Miguel Bosé singles chronology
| "Aire Soy" (1986) | "Nena" (1986) | "Partisano" (1987) |

= Nena (song) =

1986 single by Miguel Bosé

"Nena" (Spanish for "Baby") is a song released as a single in 1986. It was written by Miguel Bosé, E. Aldrighetti, and V. Ierovante, and was included on Bose's studio album Salamandra.

== Miguel Bosé and Paulina Rubio version ==
The same song was re-recorded, including Mexican singer Paulina Rubio and was released as the first single from Bosé's album Papito. This new version was produced by Carlos Jean.

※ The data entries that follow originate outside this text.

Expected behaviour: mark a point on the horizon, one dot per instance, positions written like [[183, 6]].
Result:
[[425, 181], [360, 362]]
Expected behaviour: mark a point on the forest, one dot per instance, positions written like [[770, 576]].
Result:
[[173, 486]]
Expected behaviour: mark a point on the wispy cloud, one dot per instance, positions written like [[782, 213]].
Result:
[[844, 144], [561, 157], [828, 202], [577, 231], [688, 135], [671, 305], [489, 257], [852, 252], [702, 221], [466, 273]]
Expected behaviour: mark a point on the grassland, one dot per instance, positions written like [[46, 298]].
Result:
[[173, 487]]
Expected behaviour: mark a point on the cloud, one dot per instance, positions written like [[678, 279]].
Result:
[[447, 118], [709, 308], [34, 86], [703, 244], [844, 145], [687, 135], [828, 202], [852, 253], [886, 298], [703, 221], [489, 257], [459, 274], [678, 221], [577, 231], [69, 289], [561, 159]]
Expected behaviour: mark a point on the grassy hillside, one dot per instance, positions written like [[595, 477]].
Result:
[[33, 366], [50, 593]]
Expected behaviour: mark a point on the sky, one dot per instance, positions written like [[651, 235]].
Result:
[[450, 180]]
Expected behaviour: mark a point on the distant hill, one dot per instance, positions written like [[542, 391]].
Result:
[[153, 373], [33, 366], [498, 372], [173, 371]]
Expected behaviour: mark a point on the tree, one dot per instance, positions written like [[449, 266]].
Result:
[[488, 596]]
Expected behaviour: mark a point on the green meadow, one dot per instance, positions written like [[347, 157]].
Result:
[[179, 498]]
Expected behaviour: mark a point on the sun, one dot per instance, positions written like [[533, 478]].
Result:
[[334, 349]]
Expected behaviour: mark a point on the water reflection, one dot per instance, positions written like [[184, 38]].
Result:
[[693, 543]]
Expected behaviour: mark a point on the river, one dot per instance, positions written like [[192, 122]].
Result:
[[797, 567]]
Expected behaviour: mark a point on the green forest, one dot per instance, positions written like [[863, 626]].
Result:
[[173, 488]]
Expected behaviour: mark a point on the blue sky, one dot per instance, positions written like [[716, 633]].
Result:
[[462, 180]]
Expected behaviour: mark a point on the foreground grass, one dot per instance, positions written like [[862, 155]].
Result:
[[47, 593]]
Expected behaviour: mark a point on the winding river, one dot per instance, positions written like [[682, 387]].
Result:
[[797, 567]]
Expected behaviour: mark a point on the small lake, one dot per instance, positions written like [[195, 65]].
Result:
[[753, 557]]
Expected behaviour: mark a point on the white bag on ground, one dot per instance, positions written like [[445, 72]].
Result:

On August 29, 2007 this new version received a Latin Grammy nomination for Record of the Year.

== Charts ==
===Solo===

| Chart (1987) | Peak position |
|---|---|
| US Hot Latin Songs (Billboard) | 48 |

===with Paulina Rubio===

| Chart (2007) | Peak position |
|---|---|
| US Hot Latin Songs (Billboard) | 27 |
| US Latin Pop Songs (Billboard) | 6 |
| Venezuela (Record Report) | 7 |

== Certifications ==

| Region | Certification | Certified units/sales |
| Spain (Promusicae) | Platinum | 20,000^{*} |
| Spain (Promusicae) Ringtone | Gold | 10,000^{*} |
^{*} Sales figures based on certification alone.